Seine rücksichtlose, von manchen als menschenverachtend empfundene Praxis der Kulturkritik, die ihm bereits als Journalist den Zorn von Teilen seiner Leserschaft entgegenschlagen ließ, hat ihn und seine Männergruppe nun bei den Betreibern des Café Subversiv in der Rosenthaler Straße anecken lassen.

Eine »bedeutende Fraktion« der Okkupanten — so einer der Frühschöppner — setzte am vergangenen Sonntag die Absetzung des bereits seit einiger Zeit erfolgreich in dem Besetzerlokal präsentierten satirischen Programms durch. Der Grund: Jürgen Witte, angewidert vom affirmativen, kunstbeflissenen Presseecho, das der Kunstgewerbe-Ausstellung »Metropolis« im Martin- Gropius-Bau zuteil wurde. Er hatte sich den Sex-Shop am Rosenthaler Platz für seine Parodie einer Kunstkritik ausgesucht: »Kunst als Kommerz pur ist das Konzept der neuen Arbeiten der Flensburger Künstlerin Uhse.

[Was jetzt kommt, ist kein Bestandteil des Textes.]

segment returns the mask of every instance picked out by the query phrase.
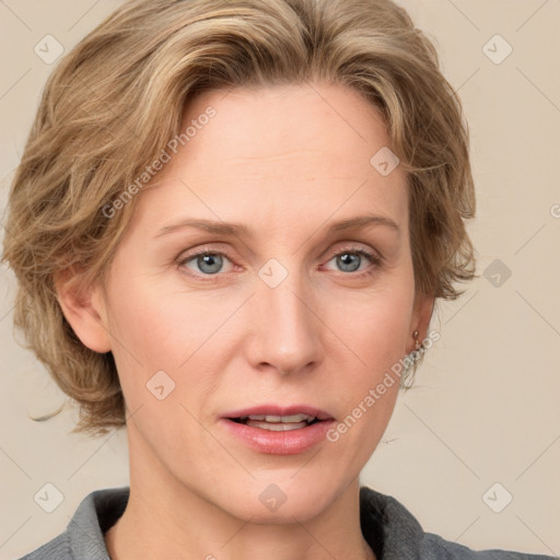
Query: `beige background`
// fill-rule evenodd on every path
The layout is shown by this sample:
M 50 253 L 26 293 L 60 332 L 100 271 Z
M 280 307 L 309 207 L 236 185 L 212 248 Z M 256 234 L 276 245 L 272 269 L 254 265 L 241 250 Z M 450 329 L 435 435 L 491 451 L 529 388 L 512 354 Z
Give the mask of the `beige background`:
M 470 232 L 480 278 L 441 306 L 442 339 L 416 388 L 400 396 L 362 482 L 405 503 L 427 530 L 472 548 L 560 555 L 560 1 L 401 0 L 435 40 L 471 130 L 478 218 Z M 0 2 L 1 205 L 40 89 L 51 69 L 34 46 L 50 34 L 70 49 L 119 4 L 110 0 Z M 501 63 L 506 45 L 513 48 Z M 495 46 L 494 46 L 495 45 Z M 485 277 L 493 266 L 511 277 Z M 498 269 L 497 269 L 498 270 Z M 494 269 L 490 269 L 495 273 Z M 27 412 L 63 401 L 14 341 L 13 278 L 1 270 L 0 559 L 63 530 L 91 491 L 128 483 L 125 433 L 70 435 L 67 407 L 48 422 Z M 34 495 L 63 494 L 46 513 Z M 495 482 L 513 495 L 494 513 Z M 500 505 L 504 490 L 492 504 Z

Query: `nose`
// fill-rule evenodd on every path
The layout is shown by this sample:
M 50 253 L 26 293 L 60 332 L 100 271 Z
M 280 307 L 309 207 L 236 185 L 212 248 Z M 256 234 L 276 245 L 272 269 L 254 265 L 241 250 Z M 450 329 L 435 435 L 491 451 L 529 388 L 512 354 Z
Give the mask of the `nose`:
M 308 372 L 324 357 L 323 328 L 313 289 L 291 272 L 271 288 L 258 281 L 246 341 L 252 365 L 284 375 Z

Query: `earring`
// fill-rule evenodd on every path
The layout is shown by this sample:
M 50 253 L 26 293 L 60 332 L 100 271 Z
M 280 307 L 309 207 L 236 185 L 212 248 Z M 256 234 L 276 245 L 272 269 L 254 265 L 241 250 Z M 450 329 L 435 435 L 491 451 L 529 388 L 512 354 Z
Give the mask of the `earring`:
M 420 342 L 418 341 L 418 335 L 419 335 L 418 330 L 415 330 L 412 332 L 412 338 L 416 340 L 415 350 L 420 350 Z

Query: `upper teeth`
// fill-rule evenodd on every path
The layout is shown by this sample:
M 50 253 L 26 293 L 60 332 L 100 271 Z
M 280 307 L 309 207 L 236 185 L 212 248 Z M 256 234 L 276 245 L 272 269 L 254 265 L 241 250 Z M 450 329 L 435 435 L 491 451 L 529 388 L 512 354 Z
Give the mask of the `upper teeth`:
M 265 422 L 313 422 L 316 417 L 308 415 L 292 415 L 292 416 L 270 416 L 270 415 L 249 415 L 242 417 L 242 420 L 248 418 L 249 420 L 259 420 Z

Das Environment des ersten Raums besteht aus Materialbildern mit pornografischem Sujet, die durch Zellophanverpackungen Distanz signalisieren. Auch Uhses Plastiken unterstreichen diese Distanz. Nur aus einer Hülle bestehend und in Packungen zusammengelegt, entziehen sie sich dem Blick des Betrachters.« So hatte Witte sinngemäß noch am vorvergangenen Sonntag fabuliert.

Doch anstatt das saturierte Berliner Feuilleton zu treffen, fühlten Bewohnerinnen des Frauenhauses im Wohnprojekt um das Besetzer-Café sich angegriffen, hatte es doch der Autor unterlassen, »die Herrschaftsfrage« zu stellen. Wittes Text fehle der Hinweis darauf, daß Frauen im Porno-Geschäft vor allem Objekte seien. Schließlich beantwortete das kontrovers diskutierende Plenum die Herrschaftsfrage selbst mit der de- facto Verhinderung des Auftritts.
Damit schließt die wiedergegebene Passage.